Foram anos de espera, e todos lá estavam demonstrando uma cara que correspondia ao tempo inteiro em que a banda não estivera no país.

Entra a banda. Entram no palco os meus ídolos...

E então começam a tocar 15 Step. Não dava para ouvir o Thom Yorke cantar, pois todos estavam grtando. E logo na segunda música, There There, uma das minhas favoritas; a euforia que me toma conta, o calor, a sede e o aperto me fazem passar um pouco mal, mas logo logo "volto à consciência". O momento em que eu passei a me sentir melhor foi quando o show, de fato, começou, na terceira música - Tha National Anthem. A letra da canção parece versar exatamente sobre um espetáculo lotado de pessoas espremidas, e foi exatamente quando a iluminação do show teve início: inúmeros postes de LED dando um visual psicodélico e futurista, casando muito bem visual e som. Com as palavras "Everyone around here, everyone is so near, it's holding on"; de The National Anthem, música do Kid A; Thom Yorke começa a apresentação apoteótica que mais parecia um soco na mente de todos que estavam vendo.

As músicas que se seguiram foram um misto do In Rainbows, cd mais recente da banda, que foi apresentado na íntegra, e clássicos da banda.

Ali você via músicos que realmente se entregavam à arte.
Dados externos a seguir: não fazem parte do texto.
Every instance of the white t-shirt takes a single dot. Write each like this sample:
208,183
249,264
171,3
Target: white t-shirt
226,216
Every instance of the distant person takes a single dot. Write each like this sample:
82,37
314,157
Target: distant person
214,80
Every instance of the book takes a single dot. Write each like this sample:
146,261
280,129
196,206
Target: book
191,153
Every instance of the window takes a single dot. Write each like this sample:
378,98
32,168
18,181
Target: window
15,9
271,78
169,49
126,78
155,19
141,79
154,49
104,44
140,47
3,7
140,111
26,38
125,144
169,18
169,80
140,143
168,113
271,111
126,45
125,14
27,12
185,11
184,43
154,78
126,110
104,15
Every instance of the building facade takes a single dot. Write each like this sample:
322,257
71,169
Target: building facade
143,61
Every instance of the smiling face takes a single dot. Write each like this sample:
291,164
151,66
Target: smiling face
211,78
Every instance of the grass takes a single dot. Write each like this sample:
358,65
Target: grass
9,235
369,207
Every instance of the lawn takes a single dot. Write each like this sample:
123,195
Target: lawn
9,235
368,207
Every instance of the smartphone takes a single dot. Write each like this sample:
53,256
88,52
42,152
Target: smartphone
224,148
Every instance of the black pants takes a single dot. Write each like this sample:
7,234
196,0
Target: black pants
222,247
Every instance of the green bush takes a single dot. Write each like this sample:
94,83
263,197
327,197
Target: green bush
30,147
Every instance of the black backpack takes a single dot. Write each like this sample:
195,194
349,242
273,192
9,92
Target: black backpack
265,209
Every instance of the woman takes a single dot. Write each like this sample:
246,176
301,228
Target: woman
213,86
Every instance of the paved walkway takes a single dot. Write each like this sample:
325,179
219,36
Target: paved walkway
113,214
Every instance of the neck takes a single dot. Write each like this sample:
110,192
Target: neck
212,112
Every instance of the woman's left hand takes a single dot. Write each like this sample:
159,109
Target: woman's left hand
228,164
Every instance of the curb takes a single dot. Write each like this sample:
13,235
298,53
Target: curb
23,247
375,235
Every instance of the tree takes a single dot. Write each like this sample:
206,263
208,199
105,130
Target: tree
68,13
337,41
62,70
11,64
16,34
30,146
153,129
Não dava para definir que tipo de show estávamos vendo... O Radiohead apresentou tudo que fez em sua carreira de sete albuns: a música eletrônica e sintetizadores, rock e guitarras altas, folk com apenas voz e violão. Inovadorismo pouco é bobagem. O multi-instrumentalista e maestro da banda Jonny Greenwood variava de seus solos maestrais de guitarra para controllers e synthesizers na hora das músicas eletrônicas, batucou a percussão em There There, tocou os xylophones em All I Need, foi para o piano em Karma Police, e em canções como Climbing Up The Walls e National Anthem e a bela Pyramid Song executou o Ondes Martenot, um instrumento que produz um som ondulante com válvulas termiónicas de frequência oscilatória. Não se vê tamanha criatividade musical assim em qualquer outra banda ou artista do mundo pop. Por mais arrogante que esta afirmação possa parecer, isto é fato, não opinião.
(Greenwood que, além de ser um dos músicos mais talentosos do rock, também se aventura pela música erudita e até já compôs a trilha sonora de filmes, como Sangue Negre, excelente filme hollywoodiano e multipremiado - inclusive com estatuetas do Oscar pela Academia).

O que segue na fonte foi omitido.